Wow, it feels as if I've been "gone" for a long time. I just haven't had too much to write about. School is just about done for the year (about 3 weeks), so I'm sure I'll begin waxing poetic (and slightly depressive) when I have more time on my hands...oh, boy, I'll bet you're on the edge of your seat waiting for THAT! I aim to lose 20 pounds over the summer (about 60 days). Me thinks I can do it if me tries very hard. I just think 20 pounds would put me in the "really pretty healthy" range. Right now, at 183, I'm in the "more than just chubby" range. And I really just want to be healthy.
Ummm, what else? Daughter (5th grade) left today for a camping trip with her class for a few days. I miss her already. She's like a beam of light. Pleasant, and yet...it can burn sometimes, too! Got to be careful with that! She's got two big ole doctor appointments next month I haven't had the strength to tell her about yet. Two days worth of neurological testing (8 hours)...yikes! Poor baby. I just know I need to help her... Got into a tiff last night with the husband about that last night, because he's well aware that I am frustrated that he doesn't do ANYTHING to try to help her. I asked him a couple of months ago if he'd take a couple of classes related to her disorder (parent information classes), since I was taking 4...he said sure. (This is the FIRST thing I've asked him to do, because he has shown NO interest; it's me that reads a million books, that reads dozens of articles, that visits tons of websites, talks to a dozen teachers/special ed/learning resource specialists, that goes to a bunch of doctor visits for YEARS now)... So, last week was one of his classes. He went. Came home and said that he didn't think that class was relevant to EXACTLY what our daughter has. I said: Well, did ya say: Excuse me, Mr. Doctor, but how could that information be translated into THIS type of disorder? No... He just sat there and decided this class was a waste of time. So, the next class comes up and he ditches it to go boating with his friend. Something he'll get to do a dozen times over the next few months. YES, they'll offer the classes again at some point, but THAT's not really the point... I told him I was disappointed in how he handled that. That it is apparently more important for him to have fun that it is to hopefully glean some useful information out of a meeting that my be able to be utilized with the daughter. Oh, and not to mention it would have made me feel like he CARED about her and me. And that I feel this whole "figuring out how to help her" is on MY shoulders and my shoulders alone. He said: well, it seems that most of her issues are school related and since you handle the school stuff, it seemed like you were handling it all fine. STILL not the point. You have a kid who has a cognitive disorder...HELP HER! Don't just sit there and let me do it. Come up with ideas. SHOW ME you're interested.

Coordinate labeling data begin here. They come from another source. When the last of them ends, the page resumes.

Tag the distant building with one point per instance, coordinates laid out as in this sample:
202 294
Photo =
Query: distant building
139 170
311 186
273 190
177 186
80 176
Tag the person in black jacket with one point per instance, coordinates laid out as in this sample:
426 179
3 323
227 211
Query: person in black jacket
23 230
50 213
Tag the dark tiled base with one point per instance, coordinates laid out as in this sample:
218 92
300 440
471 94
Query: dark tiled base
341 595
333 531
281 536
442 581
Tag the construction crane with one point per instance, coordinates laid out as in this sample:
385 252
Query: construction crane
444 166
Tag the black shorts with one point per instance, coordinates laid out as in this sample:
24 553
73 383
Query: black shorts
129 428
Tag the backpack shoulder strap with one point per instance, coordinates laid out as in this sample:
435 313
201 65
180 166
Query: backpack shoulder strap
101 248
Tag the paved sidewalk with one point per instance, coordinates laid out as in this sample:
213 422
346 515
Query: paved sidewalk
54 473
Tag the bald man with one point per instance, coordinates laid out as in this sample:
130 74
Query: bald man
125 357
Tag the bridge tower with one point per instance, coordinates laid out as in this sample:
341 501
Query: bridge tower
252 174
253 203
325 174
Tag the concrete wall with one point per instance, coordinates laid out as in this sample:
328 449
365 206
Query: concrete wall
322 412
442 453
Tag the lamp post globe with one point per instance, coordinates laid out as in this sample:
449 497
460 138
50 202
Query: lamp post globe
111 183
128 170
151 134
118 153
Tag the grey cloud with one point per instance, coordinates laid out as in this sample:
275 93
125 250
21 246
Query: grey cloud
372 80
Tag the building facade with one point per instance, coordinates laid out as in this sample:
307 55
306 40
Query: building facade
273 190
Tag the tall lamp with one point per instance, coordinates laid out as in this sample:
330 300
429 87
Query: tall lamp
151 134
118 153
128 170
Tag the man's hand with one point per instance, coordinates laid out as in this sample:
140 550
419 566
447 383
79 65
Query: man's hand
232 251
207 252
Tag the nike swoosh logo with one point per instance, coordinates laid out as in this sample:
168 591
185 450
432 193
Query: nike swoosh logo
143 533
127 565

Needless to say, that conversation didn't go really anywhere. I was left still feeling frustrated and unsupported.
Part of me didn't even want to bring up my disappointment in his not taking the 2 hour class. I KNEW it would morph into something else. Something where inevitably it was MY fault. Sure enough...blah....tired, tired...
What else? Stepson is graduating from high school in So CA in a few weeks. We'll go down for that. Lordy 5 days with the husband...as if that's not a challenge enough...we'll have to spend time with his ex-wife, too. Oh, boy. Tooooo much fun!
Looking forward to summer. I'm ready for a break. Quiet.